Esta forma de hacer el desfile con el corazón choca frontalmente con el panorama que ensombrece nuestro futuro inmediato. No es posible. Más parece un sueño. España no se merece esta desgracia. La excesiva egolatría de un político sui géneris no puede quebrar la historia de un viejo pueblo. Se puede ser informal, antipático, embustero, e incluso retorcido, pero nunca se puede traicionar a tantos millones de personas por seguir aferrado al poder.

La payasada de un imaginario progresismo, que no es reconocido ni dentro ni fuera de España, no puede ser el soporte sobre el que descanse un político de pacotilla. Como está quedando reflejado por la rabiosa actualidad, los dirigentes políticos de naciones tradicionalmente asociadas con la nuestra cada vez cuentan menos con nuestros políticos. A pesar de tanto sonriente saludo y palmaditas en la espalda, no acaban de fiarse de un gobierno que se alinea con los regímenes opuestos al nuestro.

Planes para poner en práctica medidas que van en contra de los principios vigentes en sociedades equilibradas, no pueden ser admitidos por quienes respetan las leyes, la democracia, la razón y la verdad. Ningún gobierno se atreve a derrumbar aquellos principios que sostenía en su programa sin sufrir un inmediato revés. Por desgracia, aquí está a punto de suceder.

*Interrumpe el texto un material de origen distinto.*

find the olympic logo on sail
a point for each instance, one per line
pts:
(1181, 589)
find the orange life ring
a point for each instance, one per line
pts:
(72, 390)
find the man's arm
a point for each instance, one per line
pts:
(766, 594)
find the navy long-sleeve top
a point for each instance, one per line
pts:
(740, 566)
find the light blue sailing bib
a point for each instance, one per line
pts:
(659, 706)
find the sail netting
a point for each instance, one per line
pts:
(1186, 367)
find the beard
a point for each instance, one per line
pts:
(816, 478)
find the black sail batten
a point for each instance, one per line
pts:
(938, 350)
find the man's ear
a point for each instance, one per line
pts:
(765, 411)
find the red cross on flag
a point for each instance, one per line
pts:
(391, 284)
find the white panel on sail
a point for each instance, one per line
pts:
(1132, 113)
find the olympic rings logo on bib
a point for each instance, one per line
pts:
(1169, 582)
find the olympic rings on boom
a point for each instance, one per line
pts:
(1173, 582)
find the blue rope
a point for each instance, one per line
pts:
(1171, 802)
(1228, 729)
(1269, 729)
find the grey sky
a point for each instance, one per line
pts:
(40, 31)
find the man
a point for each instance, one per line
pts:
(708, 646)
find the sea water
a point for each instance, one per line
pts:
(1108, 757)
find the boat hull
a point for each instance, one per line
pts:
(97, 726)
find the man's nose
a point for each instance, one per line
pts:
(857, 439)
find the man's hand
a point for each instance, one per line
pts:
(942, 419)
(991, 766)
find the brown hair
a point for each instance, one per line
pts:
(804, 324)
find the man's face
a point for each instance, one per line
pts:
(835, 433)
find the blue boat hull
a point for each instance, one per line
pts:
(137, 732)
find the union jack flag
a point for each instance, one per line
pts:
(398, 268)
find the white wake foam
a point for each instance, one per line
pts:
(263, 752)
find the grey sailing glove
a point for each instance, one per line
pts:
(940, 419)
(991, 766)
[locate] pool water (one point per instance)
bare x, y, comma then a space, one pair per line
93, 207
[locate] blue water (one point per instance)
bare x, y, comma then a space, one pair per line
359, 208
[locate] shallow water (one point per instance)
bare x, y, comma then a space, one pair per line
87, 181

Las meteduras de pata de los políticos pueden llegar a ocasionar consecuencias desastrosas. Estamos viendo a diario cómo se deteriora a marchas forzadas la economía, ese motor que mueve toda la vida de una nación. La gente se está cansando de oír lo bien que se desenvuelve España en la órbita de nuestro entorno. Cada vez resulta más difícil engañar a tanta gente. España no va bien; seamos sinceros. Es verdad que el mal es general, pero también lo es que no hay visos de mejorar.

La solución, como apunta más de un desequilibrado, no está en la gente de uniforme. Los conflictos armados, ya no tienen su origen en diferentes formas de interpretar las religiones. Desde la Edad Media, todas las refriegas comienzan con disputas económicas o territoriales capitaneadas por políticos que no han alcanzado un acuerdo pacífico. Cuando un político no es capaz de solucionar un problema sin exacerbar a nadie debe dejar el puesto a quien esté preparado para conseguirlo. A ese político no lo eligen las FAS, debe salir de las urnas.

El desfile es la ocasión que tiene el pueblo para agradecer a sus ejércitos la perfecta preparación técnica y el desinteresado servicio que prestan a la sociedad. Lo que es, o no es, su misión, ya lo tienen muy claro.